Precision BioSciences has landed on an ideal patient population for its lead off-the-shelf cell therapy to treat blood cancer, and it’s, well, precise.
The North Carolina biotech unearthed new phase 1 data showing that its frontrunner therapy, azer-cel, performed best in patients with diffuse large B cell lymphoma that had relapsed after prior autologous therapy. The treatment was found to elicit an 83% overall response rate in 18 evaluable patients that fit these criteria, with the duration of response lasting at least six months in 55% of patients, according to a presentation Wednesday.
Precision derives its cell therapy from healthy donors—known as allogeneic therapy—a more efficient process than the company’s autologous peers, which source from a patient’s own cells. The expected dose for a nearing phase 2 trial will be 500 million cells plus FluCy 750 (a chemotherapy variant used to help with lymphodepletion).
That combo has, so far, proven to be the right cocktail for adequate safety results. Data from 12 patients that received standard lymphodepletion or FluCy750 had no grade 3 or higher experiences with cytokine release syndrome, or any other side effect of note. Seven patients experienced either grade 1 or grade 2 cytokine release syndrome. It’s a significant and much-needed improvement after five deaths were reported in two prior cohorts due to neurotoxicity from a previous medicine called fludarabine that was used for lymphodepletion.
The response rates in the relapse group plus the improved safety profile have prompted the company to move full-steam ahead toward a meeting with the FDA in June ahead of an expected phase 2 registrational trial. The hurdle for Precision will be convincing regulators that a single-arm trial will produce adequate data for a subsequent approval trial.

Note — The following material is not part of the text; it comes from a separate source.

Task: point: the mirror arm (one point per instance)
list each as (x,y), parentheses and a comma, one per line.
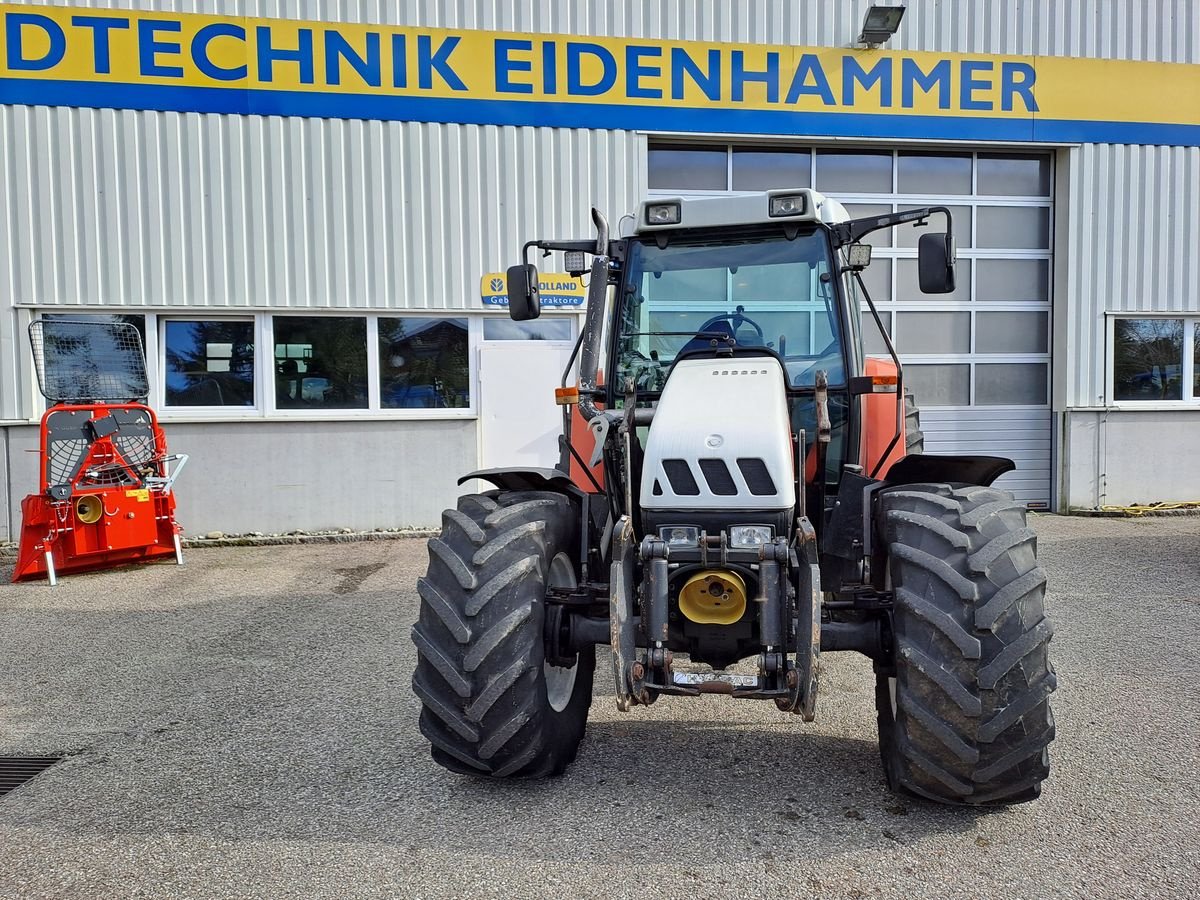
(858,228)
(899,365)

“We don’t see anything you can randomize here,” said CEO Michael Amoroso. “What I will tell you about single-arm trials, in that conversation, is we're talking about a primary endpoint of response and secondary endpoints of durability of response and safety.“ Amoroso said Precision would update investors “a few short weeks” after receiving regulator feedback in writing.
That feedback will also help inform Precision’s runner-up allo program, PBCAR19B, known as “stealth cell.” The asset is in the earlier stages of a phase 1 trial than azer-cell and is being planned as a direct cell therapy competitor, as opposed to an option for relapsed patients. The company reported Wednesday that the 540 million cell dose level of stealth cell has shown a 71% overall response rate among seven evaluable patients.
But Amoroso expects the company to need a randomized trial for the asset sometime down the road and is now open to hearing offers on potential partnerships to help pay for that.
“We are open, on the back of this data, for seeking the right CAR-T partnership for a larger trial,” he said. “I think it would be very difficult for us to think about pursuing all of those assets on our own.”